# New smoker



## sjcooper90 (Feb 3, 2014)

My wife who lives in America got me a smoker for christmas













image.jpg



__ sjcooper90
__ Feb 3, 2014





This is the one she got me and I was wondering if anybody has had any experience with them?


----------



## kc5tpy (Feb 3, 2014)

Hello.  Welcome to the Group.  I have never seen one.  What can you tell us about it?  We can help do some research.  Wish I could be of more help.

Danny


----------



## wade (Feb 3, 2014)

Welcome to the group SJ

It looks like a squat version of a Weber Smoky Mountain. It is difficult to get a good idea of scale though from the pictures. Do you have a make/model?


----------



## sjcooper90 (Feb 3, 2014)

It's a TecTake 3in1BBQ smoker from amazon


----------



## wade (Feb 3, 2014)

Hi SJ

The unit is actually quite squat so it may be quite difficult to regulate the temperature sufficiently for long low smokes however you should be able to grill on it and roast in it without a problem. It should also cold smoke quite well if you use a smoke generator like a AMNPS or the ProQ.

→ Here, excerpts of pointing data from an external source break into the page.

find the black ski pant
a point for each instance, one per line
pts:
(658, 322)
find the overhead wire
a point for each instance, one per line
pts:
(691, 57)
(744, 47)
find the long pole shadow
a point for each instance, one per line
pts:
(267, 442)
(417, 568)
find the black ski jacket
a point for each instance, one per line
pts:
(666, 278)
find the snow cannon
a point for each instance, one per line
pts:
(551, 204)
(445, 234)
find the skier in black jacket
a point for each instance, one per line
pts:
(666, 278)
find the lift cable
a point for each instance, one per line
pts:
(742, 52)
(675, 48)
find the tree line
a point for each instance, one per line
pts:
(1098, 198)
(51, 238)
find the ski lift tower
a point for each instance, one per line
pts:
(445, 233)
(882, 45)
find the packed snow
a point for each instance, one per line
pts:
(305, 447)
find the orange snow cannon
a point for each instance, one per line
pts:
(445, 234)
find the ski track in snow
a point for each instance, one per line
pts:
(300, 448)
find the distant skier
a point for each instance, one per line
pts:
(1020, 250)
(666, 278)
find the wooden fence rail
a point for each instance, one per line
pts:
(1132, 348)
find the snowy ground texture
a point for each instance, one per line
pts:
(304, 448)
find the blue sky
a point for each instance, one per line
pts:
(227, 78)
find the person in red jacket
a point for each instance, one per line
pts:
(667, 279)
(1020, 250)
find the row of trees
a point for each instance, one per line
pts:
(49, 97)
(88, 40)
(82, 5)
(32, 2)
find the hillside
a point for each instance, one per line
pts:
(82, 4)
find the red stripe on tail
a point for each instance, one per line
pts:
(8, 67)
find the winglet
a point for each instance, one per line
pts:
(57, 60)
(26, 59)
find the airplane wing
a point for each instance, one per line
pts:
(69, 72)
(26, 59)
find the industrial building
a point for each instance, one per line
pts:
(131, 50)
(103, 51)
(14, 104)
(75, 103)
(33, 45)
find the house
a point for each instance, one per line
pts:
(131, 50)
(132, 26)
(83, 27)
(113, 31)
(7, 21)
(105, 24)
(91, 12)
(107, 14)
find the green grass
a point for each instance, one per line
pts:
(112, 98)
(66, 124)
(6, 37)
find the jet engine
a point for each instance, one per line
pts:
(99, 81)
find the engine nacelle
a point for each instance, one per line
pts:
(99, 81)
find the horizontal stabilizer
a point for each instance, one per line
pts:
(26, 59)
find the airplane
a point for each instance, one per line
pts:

First off I would try something like a beer can chicken or roast pork - using indirect heat around 180-200C. If you find that you can regulate the temperatures lower then try something safe like a pulled pork. With the pork, if the temperature fluctuates or gets too hot then you should still end up with something very edible. If you try brisket and it cooks too quickly then you will probably end up with dry shoe leather. It is worth spending some time early on getting to know how it behaves.


----------



## markuk (Feb 4, 2014)

Welcome to group !


----------



## darwin101 (Feb 4, 2014)

Ya have to love a woman that supports your hobbies!  Hello & Welcome


----------



## andybigwood (Feb 9, 2014)

Hi SJ - welcome to the group!


----------